ELK1
The protein kinase C (PKC) family of serine/threonine
kinases plays an important role in numerous cancer
signaling pathways including those downstream of the Bcr-Abl
oncogene. We previously demonstrated that atypical PKCiota is required for Bcr-Abl-mediated
resistance of human K562 chronic myelogenous leukemia
(CML) cells to taxol-induced apoptosis. Here we
report that the pattern of PKC isozyme expression
characteristic of CML cells is regulated by Bcr-Abl.

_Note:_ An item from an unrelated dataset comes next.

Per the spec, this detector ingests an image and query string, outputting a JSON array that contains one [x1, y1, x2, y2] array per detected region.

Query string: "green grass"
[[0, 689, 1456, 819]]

When Bcr-Abl is expressed in Bcr-Abl-negative
HL-60 promyelocytic leukemia cells, expression of the
PKC betaI, betaII, and iota
genes is induced, whereas expression of the PKCdelta
gene is reduced to levels similar to those found in CML cells. Given the
importance of PKCiota in Bcr-Abl-mediated
transformation, we characterized the mechanism by which Bcr-Abl
regulates PKCiota expression. A 1200 base pair PKCiota promoter construct isolated from genomic DNA is
highly active in Bcr-Abl-positive K562 cells and is
activated when Bcr-Abl-negative cells are transfected with Bcr-Abl. Bcr-Abl-mediated induction of the PKCiota
promoter is dependent upon MEK1/2 activity, but not PI3 kinase
or p38 MAP kinase activity. Mutational analysis of
the PKCiota promoter reveals a region between 114 and
97 base pairs upstream of the transcriptional start site that is responsible
for Bcr-Abl-mediated regulation. Mutation of a
consensus Elk-1 binding site within this region abolishes Bcr-Abl-mediated
regulation. We conclude that Bcr-Abl regulates PKCiota expression through the MEK-dependent activation of
an Elk1 element within the proximal PKCiota promoter.
Our results indicate that Bcr-Abl-mediated
transformation involves transcriptional activation of the PKCiota
gene, which in turn is required for Bcr-Abl-mediated chemoresistance.